В иные дни после обеда у Лини нет ни малейшего желания читать, пелинковец вяжет ей язык, и тогда она жалуется Энрико, что, пока он находился в море, дети Буздакина своими криками довели ее до головной боли. Энрико орет на колона, тот в свою очередь на жену, которая, не имея возможности дать сдачи хозяйке, этой врунье, сухопарой как святой Исепо, этой гордячке, всыпает как следует двум детям, а потом подбирает те вещи, что Лини постоянно повсюду теряет, тем более что самой Буздакин и вменено следить за порядком.

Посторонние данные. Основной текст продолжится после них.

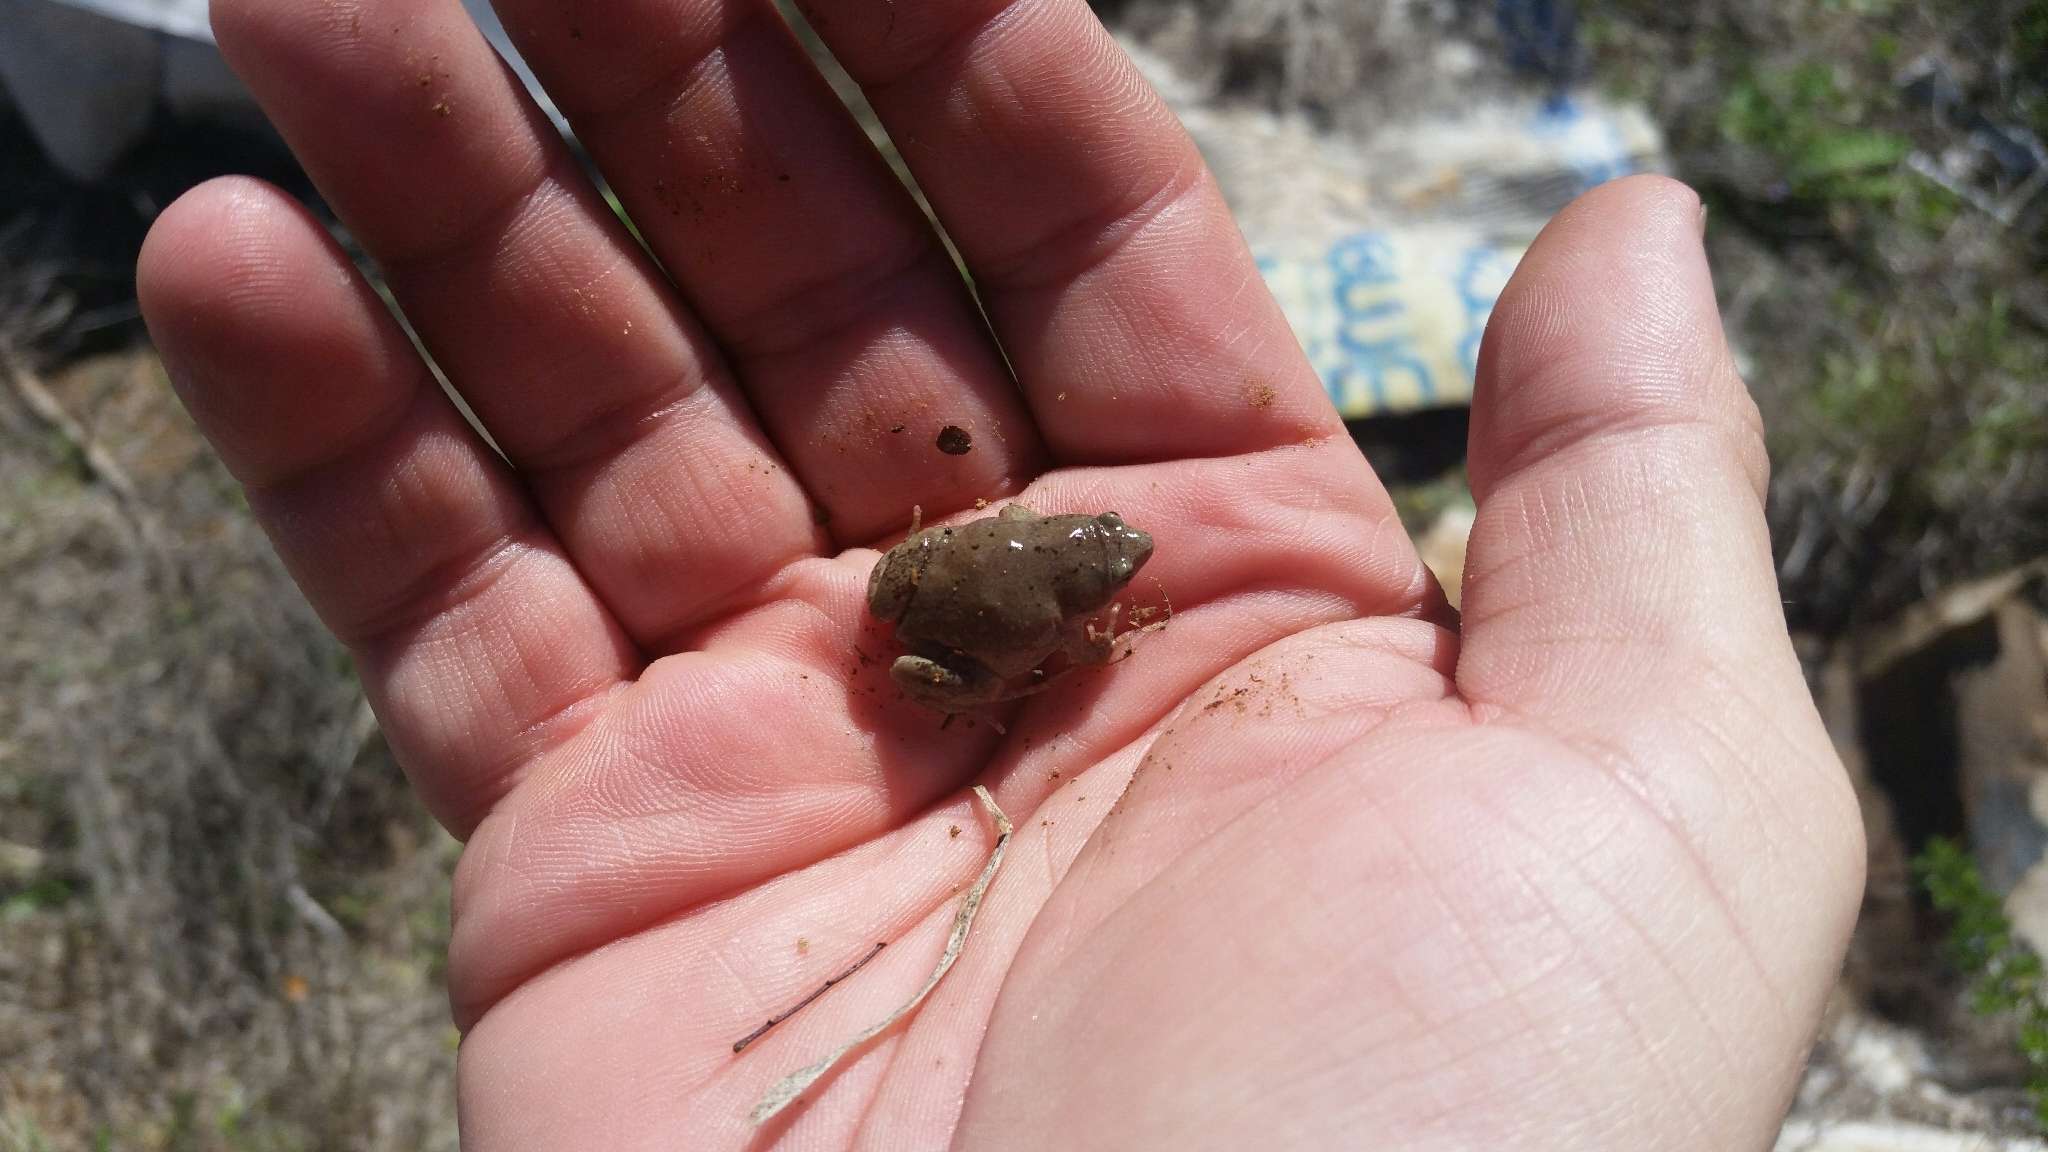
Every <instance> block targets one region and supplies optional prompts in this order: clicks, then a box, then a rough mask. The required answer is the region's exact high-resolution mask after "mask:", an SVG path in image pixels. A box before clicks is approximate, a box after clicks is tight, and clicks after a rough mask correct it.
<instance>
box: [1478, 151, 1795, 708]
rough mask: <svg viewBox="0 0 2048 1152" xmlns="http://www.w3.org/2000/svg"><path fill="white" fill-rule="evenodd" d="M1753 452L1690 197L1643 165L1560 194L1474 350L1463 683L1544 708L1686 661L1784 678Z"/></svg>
mask: <svg viewBox="0 0 2048 1152" xmlns="http://www.w3.org/2000/svg"><path fill="white" fill-rule="evenodd" d="M1765 467H1767V463H1765V457H1763V441H1761V426H1759V420H1757V410H1755V404H1751V400H1749V392H1747V389H1745V387H1743V381H1741V379H1739V377H1737V375H1735V369H1733V365H1731V359H1729V351H1726V344H1724V340H1722V334H1720V316H1718V312H1716V305H1714V291H1712V279H1710V275H1708V269H1706V254H1704V250H1702V246H1700V207H1698V199H1696V197H1694V195H1692V193H1690V191H1688V189H1686V187H1681V184H1675V182H1671V180H1661V178H1638V180H1620V182H1616V184H1608V187H1604V189H1599V191H1595V193H1591V195H1587V197H1585V199H1581V201H1579V203H1577V205H1573V207H1569V209H1567V211H1565V213H1561V215H1559V219H1556V221H1552V223H1550V228H1548V230H1544V236H1542V238H1540V240H1538V242H1536V246H1534V248H1532V250H1530V254H1528V258H1526V260H1524V264H1522V269H1520V271H1518V273H1516V279H1513V281H1511V283H1509V287H1507V291H1505V293H1503V297H1501V307H1499V310H1495V318H1493V324H1491V328H1489V332H1487V342H1485V348H1483V359H1481V369H1479V396H1477V398H1475V406H1473V433H1470V480H1473V494H1475V498H1477V500H1479V508H1481V510H1479V523H1477V525H1475V529H1473V543H1470V547H1473V551H1470V553H1468V574H1466V605H1464V631H1466V652H1464V660H1462V662H1460V687H1464V689H1466V691H1468V693H1470V691H1477V693H1479V699H1487V701H1501V703H1511V705H1513V707H1518V709H1526V711H1528V709H1544V713H1550V715H1554V713H1571V711H1575V709H1587V707H1591V709H1604V701H1606V699H1608V697H1610V695H1614V693H1622V695H1626V697H1642V695H1645V691H1649V689H1651V681H1645V676H1653V674H1663V672H1677V674H1692V672H1694V664H1700V662H1706V664H1710V666H1712V668H1716V670H1724V672H1735V670H1745V676H1749V674H1757V676H1763V678H1761V681H1757V683H1759V687H1767V689H1776V687H1784V685H1794V683H1798V668H1796V664H1794V660H1792V650H1790V644H1788V642H1786V627H1784V615H1782V611H1780V605H1778V588H1776V578H1774V568H1772V551H1769V539H1767V533H1765V527H1763V484H1765ZM1595 713H1597V711H1595Z"/></svg>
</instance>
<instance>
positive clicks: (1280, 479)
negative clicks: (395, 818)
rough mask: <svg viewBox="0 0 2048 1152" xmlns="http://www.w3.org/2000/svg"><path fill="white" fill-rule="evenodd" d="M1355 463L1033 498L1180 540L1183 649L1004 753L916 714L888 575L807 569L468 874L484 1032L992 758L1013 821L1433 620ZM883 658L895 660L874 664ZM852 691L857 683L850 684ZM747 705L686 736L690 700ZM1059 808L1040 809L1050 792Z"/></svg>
mask: <svg viewBox="0 0 2048 1152" xmlns="http://www.w3.org/2000/svg"><path fill="white" fill-rule="evenodd" d="M1364 474H1366V465H1364V461H1362V459H1360V457H1358V451H1356V449H1354V447H1352V445H1350V443H1329V441H1325V443H1321V445H1317V447H1313V449H1300V453H1298V455H1292V453H1286V455H1284V453H1255V455H1251V457H1239V459H1217V461H1182V463H1171V465H1147V467H1116V469H1067V471H1061V474H1055V476H1051V478H1047V480H1044V482H1042V484H1040V486H1038V488H1034V490H1032V492H1030V494H1028V496H1026V500H1028V502H1034V506H1047V508H1067V506H1092V508H1118V510H1120V512H1122V515H1124V517H1128V519H1130V523H1133V525H1139V527H1145V529H1147V531H1151V533H1153V537H1155V539H1157V551H1155V553H1153V560H1151V564H1147V568H1145V572H1143V574H1141V576H1139V582H1137V584H1133V586H1130V603H1145V605H1159V603H1163V601H1171V605H1174V609H1176V615H1174V619H1171V621H1169V627H1167V629H1165V631H1159V633H1155V635H1143V637H1139V642H1137V648H1135V654H1133V656H1130V658H1128V660H1120V662H1116V664H1114V666H1108V668H1100V670H1090V672H1081V674H1075V676H1073V678H1071V681H1069V683H1063V685H1061V687H1057V689H1053V691H1047V693H1042V695H1038V697H1032V699H1030V701H1026V703H1024V705H1022V707H1020V709H1018V713H1016V715H1012V717H1008V719H1010V742H1006V744H997V742H995V738H993V734H991V732H989V728H987V726H979V724H977V722H975V717H963V722H961V724H952V726H950V728H944V730H942V728H940V719H938V717H936V715H932V713H928V711H922V709H918V707H915V705H909V703H905V701H903V699H901V693H897V691H895V689H893V687H891V683H889V674H887V658H881V656H879V654H883V652H887V648H885V646H887V644H889V635H887V631H881V629H879V625H870V623H868V621H870V617H866V609H864V605H862V601H860V596H862V590H864V586H866V574H868V568H870V566H872V553H864V551H856V553H848V556H846V558H840V560H831V562H827V560H817V562H807V564H801V566H797V568H793V570H791V572H788V576H786V578H784V580H782V582H780V584H778V586H776V588H772V592H774V594H776V601H778V605H776V607H774V609H762V611H760V613H752V615H750V617H748V619H739V621H733V623H731V625H729V627H723V629H719V631H717V633H711V635H709V637H707V644H705V646H702V650H698V652H688V654H680V656H674V658H668V660H662V662H657V664H653V666H651V668H649V670H647V674H643V676H641V681H639V683H637V685H635V687H633V689H631V691H627V693H621V695H618V699H616V703H614V705H612V709H610V711H608V713H606V717H604V719H602V722H600V724H598V726H594V728H592V730H590V734H588V738H586V740H582V742H578V744H575V746H573V748H565V750H563V754H561V756H559V758H557V765H551V767H549V769H547V773H543V775H541V777H539V779H535V783H532V787H526V789H522V791H520V793H518V795H514V797H512V799H508V801H506V806H504V808H502V810H500V814H498V816H496V818H494V820H492V822H489V824H485V826H483V828H479V832H477V836H475V840H473V842H471V849H469V851H467V853H465V855H463V863H461V867H459V869H457V877H455V906H457V916H455V935H453V941H451V959H449V974H451V980H449V982H451V994H453V998H455V1004H457V1019H459V1021H461V1023H469V1021H473V1019H477V1017H481V1015H483V1011H485V1009H489V1004H494V1002H496V1000H498V998H500V996H504V994H506V992H510V990H512V988H516V986H520V984H522V982H524V980H526V978H530V976H532V974H535V972H541V970H545V968H549V965H553V963H557V961H561V959H565V957H569V955H575V953H582V951H588V949H592V947H598V945H602V943H604V941H610V939H618V937H623V935H629V933H635V931H639V929H645V927H647V924H655V922H662V920H666V918H670V916H674V914H678V912H682V910H686V908H692V906H696V904H702V902H707V900H713V898H721V896H725V894H731V892H737V890H743V888H748V886H752V883H762V881H768V879H772V877H776V875H782V873H786V871H791V869H799V867H805V865H809V863H813V861H817V859H821V857H825V855H831V853H836V851H844V849H848V847H852V845H858V842H864V840H868V838H872V836H879V834H883V832H885V830H889V828H895V826H899V824H901V822H905V820H909V818H911V816H915V814H918V812H920V810H922V808H924V806H926V804H930V801H932V799H934V797H936V795H940V793H944V791H948V789H954V787H958V785H961V783H963V781H965V777H967V775H969V773H975V771H979V769H981V767H985V765H987V763H989V758H991V756H999V758H997V760H995V769H997V771H999V773H1010V775H1016V779H1018V781H1020V783H1004V787H1001V801H1004V806H1006V808H1016V810H1018V812H1026V810H1028V808H1030V806H1032V804H1034V801H1036V799H1038V797H1042V795H1044V787H1049V785H1047V781H1049V779H1059V777H1055V775H1053V773H1061V775H1065V777H1071V775H1073V773H1075V771H1077V769H1079V767H1081V765H1090V763H1094V760H1100V758H1104V756H1108V754H1112V752H1114V750H1116V748H1122V746H1124V744H1128V742H1130V740H1135V738H1137V736H1139V734H1143V732H1145V730H1147V728H1149V726H1151V724H1155V722H1157V719H1159V717H1161V715H1163V713H1165V711H1169V709H1171V707H1176V705H1178V703H1180V701H1182V699H1184V697H1186V695H1188V693H1190V691H1194V689H1196V687H1198V685H1202V683H1204V681H1208V678H1210V676H1212V674H1214V670H1217V666H1219V664H1227V662H1229V660H1235V658H1239V656H1245V654H1249V652H1255V650H1257V648H1264V646H1266V644H1272V642H1274V640H1278V637H1282V635H1290V633H1294V631H1300V629H1307V627H1315V625H1319V623H1327V621H1335V619H1354V617H1360V615H1395V613H1407V615H1419V613H1423V611H1427V605H1430V596H1432V594H1434V584H1430V580H1427V576H1425V570H1423V568H1421V564H1419V562H1417V560H1415V553H1413V549H1411V547H1407V541H1405V539H1403V537H1401V527H1399V521H1395V519H1393V515H1391V512H1386V510H1384V508H1382V506H1372V504H1362V502H1360V500H1358V498H1356V496H1358V488H1360V484H1358V482H1360V480H1362V476H1364ZM870 654H877V656H870ZM840 681H844V683H840ZM711 699H721V701H731V699H743V701H748V711H745V715H737V717H733V715H719V717H713V722H709V724H707V722H702V719H696V722H684V717H682V715H680V713H678V707H676V701H711ZM1032 785H1036V791H1034V789H1032Z"/></svg>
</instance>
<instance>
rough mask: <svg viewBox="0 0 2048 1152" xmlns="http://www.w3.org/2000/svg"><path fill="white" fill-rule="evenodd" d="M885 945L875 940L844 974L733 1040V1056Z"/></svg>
mask: <svg viewBox="0 0 2048 1152" xmlns="http://www.w3.org/2000/svg"><path fill="white" fill-rule="evenodd" d="M883 947H885V943H883V941H874V947H870V949H868V955H864V957H860V959H856V961H854V963H852V965H850V968H848V970H846V972H842V974H838V976H834V978H831V980H825V982H823V984H819V986H817V992H811V994H809V996H805V998H803V1000H797V1002H795V1004H791V1006H788V1009H782V1011H780V1013H776V1015H772V1017H768V1021H766V1023H764V1025H762V1027H758V1029H754V1031H750V1033H748V1035H743V1037H739V1039H735V1041H733V1056H737V1054H741V1052H745V1050H748V1045H750V1043H754V1041H756V1039H760V1037H764V1035H768V1029H772V1027H774V1025H778V1023H782V1021H786V1019H791V1017H795V1015H797V1013H801V1011H805V1009H807V1006H811V1000H815V998H819V996H823V994H825V992H829V990H831V986H834V984H838V982H840V980H846V978H848V976H852V974H856V972H860V970H862V968H866V965H868V961H870V959H874V957H877V955H881V951H883Z"/></svg>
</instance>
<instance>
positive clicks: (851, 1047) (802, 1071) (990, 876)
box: [752, 785, 1016, 1123]
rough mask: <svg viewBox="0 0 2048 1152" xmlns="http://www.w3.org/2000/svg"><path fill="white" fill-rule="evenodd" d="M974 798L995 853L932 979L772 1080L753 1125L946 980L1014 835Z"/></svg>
mask: <svg viewBox="0 0 2048 1152" xmlns="http://www.w3.org/2000/svg"><path fill="white" fill-rule="evenodd" d="M975 797H979V799H981V808H985V810H987V814H989V822H993V824H995V849H993V851H991V853H989V863H987V865H983V867H981V877H979V879H975V886H973V888H969V890H967V896H963V898H961V910H958V912H956V914H954V916H952V935H950V937H946V951H944V953H942V955H940V957H938V968H934V970H932V976H928V978H926V982H924V988H918V994H915V996H911V998H909V1002H907V1004H903V1006H901V1009H897V1011H893V1013H889V1019H885V1021H881V1023H877V1025H872V1027H866V1029H862V1031H860V1033H858V1035H854V1037H852V1039H848V1041H846V1043H842V1045H840V1047H838V1050H834V1052H831V1054H829V1056H825V1058H823V1060H819V1062H817V1064H811V1066H809V1068H799V1070H797V1072H791V1074H788V1076H782V1078H780V1080H776V1082H774V1086H772V1088H768V1095H766V1097H762V1103H758V1105H754V1113H752V1115H754V1123H768V1121H770V1119H774V1117H776V1113H780V1111H782V1109H786V1107H788V1105H793V1103H795V1101H797V1097H801V1095H803V1091H805V1088H809V1086H811V1084H815V1082H817V1080H821V1078H823V1076H825V1072H831V1070H834V1068H836V1066H838V1064H840V1060H846V1054H850V1052H854V1050H856V1047H860V1045H862V1043H866V1041H870V1039H874V1037H879V1035H881V1033H885V1031H889V1029H891V1027H895V1023H897V1021H901V1019H903V1017H907V1015H911V1013H915V1011H918V1004H922V1002H924V998H926V996H930V994H932V988H938V982H940V980H944V978H946V972H950V970H952V963H954V961H956V959H961V949H965V947H967V933H969V929H973V927H975V912H981V898H983V896H987V894H989V883H993V881H995V869H999V867H1001V865H1004V851H1006V849H1010V834H1012V832H1016V828H1014V826H1012V824H1010V818H1008V816H1004V810H1001V808H997V806H995V797H993V795H989V789H985V787H981V785H975Z"/></svg>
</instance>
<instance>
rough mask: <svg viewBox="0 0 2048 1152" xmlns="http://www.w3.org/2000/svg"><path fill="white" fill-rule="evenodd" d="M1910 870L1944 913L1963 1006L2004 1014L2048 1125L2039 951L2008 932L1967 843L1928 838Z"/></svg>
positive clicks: (1934, 904) (2044, 1052) (2003, 913)
mask: <svg viewBox="0 0 2048 1152" xmlns="http://www.w3.org/2000/svg"><path fill="white" fill-rule="evenodd" d="M1913 877H1915V879H1917V881H1919V886H1921V890H1923V892H1927V898H1929V900H1931V902H1933V906H1935V910H1939V912H1942V914H1944V916H1948V937H1946V941H1944V945H1946V953H1948V959H1950V963H1954V965H1956V970H1958V972H1960V974H1962V976H1964V978H1966V980H1970V1009H1972V1011H1974V1013H1976V1015H1980V1017H1987V1019H1997V1021H2005V1023H2009V1025H2011V1029H2013V1043H2015V1045H2017V1047H2019V1056H2021V1058H2023V1060H2025V1068H2028V1078H2025V1093H2028V1101H2030V1103H2032V1105H2034V1123H2036V1127H2040V1129H2044V1132H2048V1004H2044V1002H2042V957H2040V953H2036V951H2034V949H2032V947H2030V945H2028V943H2025V941H2023V939H2019V935H2017V933H2015V931H2013V924H2011V920H2007V916H2005V904H2003V902H2001V900H1999V894H1997V892H1993V890H1991V886H1989V883H1985V875H1982V873H1980V871H1978V867H1976V861H1974V859H1972V857H1970V853H1968V849H1964V847H1960V845H1956V842H1954V840H1944V838H1935V840H1929V842H1927V849H1925V851H1921V855H1919V857H1915V859H1913Z"/></svg>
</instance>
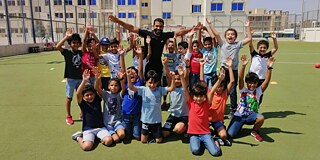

Иногда по воскресеньям приходят в гости Тита и Лидия Предонцани, а с ними вместе капитан Пелиццон и Чиполла. Если не приходит кто-либо другой, Энрико не избегает гостей, остается дома и играет в брискому или котечо[59], слушая разговоры о нынешних временах. Кто-то утверждает, что дуче совсем рехнулся, одобрительно выслушивает собеседников с наклоненной немного набок головой, поднимает вверх палец и чешет языком: «Вот так, правильно, браво». Теперь фашистам для их гадостей уже недостаточно славян, и они принялись еще и за евреев. Энрико думает о темных восточных глазах Карло и Паулы. Однажды Паула приезжает к нему в гости, у нее теперь есть сын, которого конечно же зовут Карло. Когда Паула уезжает, Энрико еще долго смотрит на море, отвернувшись от других, от Лини, ходящей взад-вперед, расставляя на место тарелки и стаканы.
В Сальворе люди тоже живут, может быть, и не замечая, что проживают в империи, провозглашенной дуче. Quia non sumus esse volumus et quia esse volumus non sumus[60]. He сказать, чтобы Энрико испытывал симпатии к коммунистам, это странная идея, подходящая для того, чтобы вскружить голову славянам и забыть о веках истории, но коммунисты, следует признать, доставляют фашистам больше всего неприятностей и не боятся смерти. Они даже не испытывают страха перед ней, не просят милостыни для невозможной жизни.